REPUBLIKA.CO.ID, YERUSALEM -- Kementerian Pertahanan Israel mengumumkan pengiriman bantuan berupa 2.000 helm dan 500 rompi pelindung untuk organisasi darurat dan sipil di Ukraina, Rabu (15/5/2022). Hal ini menjawab permintaan pasokan dari Ukraina.
Menteri Pertahanan Israel Benny Gantz mengatakan bulan lalu, dia akan mengizinkan pengiriman helm dan rompi. Ini menandakan perubahan posisi Israel dalam menyediakan peralatan tersebut.
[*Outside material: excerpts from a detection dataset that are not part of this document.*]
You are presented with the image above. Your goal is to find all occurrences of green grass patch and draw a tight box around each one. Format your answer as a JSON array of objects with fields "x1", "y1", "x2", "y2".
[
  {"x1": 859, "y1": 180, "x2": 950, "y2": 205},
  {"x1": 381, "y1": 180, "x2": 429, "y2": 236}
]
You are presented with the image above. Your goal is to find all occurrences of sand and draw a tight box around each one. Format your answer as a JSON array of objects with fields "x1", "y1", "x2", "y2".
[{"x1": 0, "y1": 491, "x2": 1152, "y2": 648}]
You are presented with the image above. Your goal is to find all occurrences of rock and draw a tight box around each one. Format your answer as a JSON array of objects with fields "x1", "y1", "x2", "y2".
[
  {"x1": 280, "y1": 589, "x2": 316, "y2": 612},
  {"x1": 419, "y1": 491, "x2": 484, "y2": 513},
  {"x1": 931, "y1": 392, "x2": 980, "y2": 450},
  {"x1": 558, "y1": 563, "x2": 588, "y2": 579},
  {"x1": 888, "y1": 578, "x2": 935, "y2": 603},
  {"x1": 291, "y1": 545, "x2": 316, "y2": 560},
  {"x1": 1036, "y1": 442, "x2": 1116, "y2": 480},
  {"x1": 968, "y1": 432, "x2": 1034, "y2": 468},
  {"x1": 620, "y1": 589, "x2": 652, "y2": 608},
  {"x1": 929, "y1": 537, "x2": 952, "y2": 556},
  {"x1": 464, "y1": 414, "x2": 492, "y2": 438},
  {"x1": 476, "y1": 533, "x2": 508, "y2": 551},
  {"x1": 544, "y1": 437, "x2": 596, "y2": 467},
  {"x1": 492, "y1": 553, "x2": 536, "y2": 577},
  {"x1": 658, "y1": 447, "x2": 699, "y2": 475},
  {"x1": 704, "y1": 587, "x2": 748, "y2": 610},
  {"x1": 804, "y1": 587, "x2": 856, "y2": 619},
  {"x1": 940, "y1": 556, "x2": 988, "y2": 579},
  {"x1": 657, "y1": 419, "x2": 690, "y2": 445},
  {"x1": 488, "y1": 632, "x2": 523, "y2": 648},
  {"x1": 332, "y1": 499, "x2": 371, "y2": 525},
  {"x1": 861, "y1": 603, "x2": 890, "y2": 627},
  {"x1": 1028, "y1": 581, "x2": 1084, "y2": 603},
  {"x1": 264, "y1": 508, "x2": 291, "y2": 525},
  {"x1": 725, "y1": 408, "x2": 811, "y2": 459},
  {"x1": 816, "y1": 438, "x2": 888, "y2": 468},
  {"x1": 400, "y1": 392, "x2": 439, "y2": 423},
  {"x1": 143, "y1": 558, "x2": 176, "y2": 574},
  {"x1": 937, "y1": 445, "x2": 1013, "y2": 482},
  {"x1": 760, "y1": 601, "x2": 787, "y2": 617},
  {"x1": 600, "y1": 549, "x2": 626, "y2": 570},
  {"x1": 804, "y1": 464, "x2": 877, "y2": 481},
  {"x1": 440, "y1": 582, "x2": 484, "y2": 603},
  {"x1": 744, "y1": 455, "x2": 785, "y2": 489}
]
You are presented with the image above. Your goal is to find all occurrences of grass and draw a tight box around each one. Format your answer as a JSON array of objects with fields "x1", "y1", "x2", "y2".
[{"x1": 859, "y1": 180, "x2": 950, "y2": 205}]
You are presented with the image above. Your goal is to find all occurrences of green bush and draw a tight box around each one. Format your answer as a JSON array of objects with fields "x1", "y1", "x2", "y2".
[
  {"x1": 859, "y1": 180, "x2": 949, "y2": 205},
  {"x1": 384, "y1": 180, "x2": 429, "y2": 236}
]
Sebagai mediator dalam krisis Ukraina-Rusia, Israel mengutuk invasi Rusia namun tetap membatasi diri pada bantuan kemanusiaan. Ini juga sebagai langkah waspada terhadap ketegangan hubungan dengan Moskow, negara adikuasa di negara tetangga Suriah di mana Israel mengoordinasikan serangan terhadap pengerahan Iran.
Ukraina sebelumnya menyuarakan frustrasi dengan penolakan Israel untuk memberikan apa yang dianggapnya bantuan defensif terhadap Rusia. Israel sebelumnya telah memberikan bantuan kemanusiaan, termasuk rumah sakit lapangan yang didirikan di Ukraina, di samping sekitar 100 ton pasokan kemanusiaan yang mencakup sistem pemurnian air, peralatan medis, selimut dan mantel.
Israel tidak mengirim persenjataan atau sistem pertahanan apa pun. Hal ini disebabkan mungkin karena kekhawatiran akan hubungan yang semakin memburuk dengan Rusia, yang dengannya Israel harus mengkoordinasikan serangannya terhadap target pro-Iran di Suriah.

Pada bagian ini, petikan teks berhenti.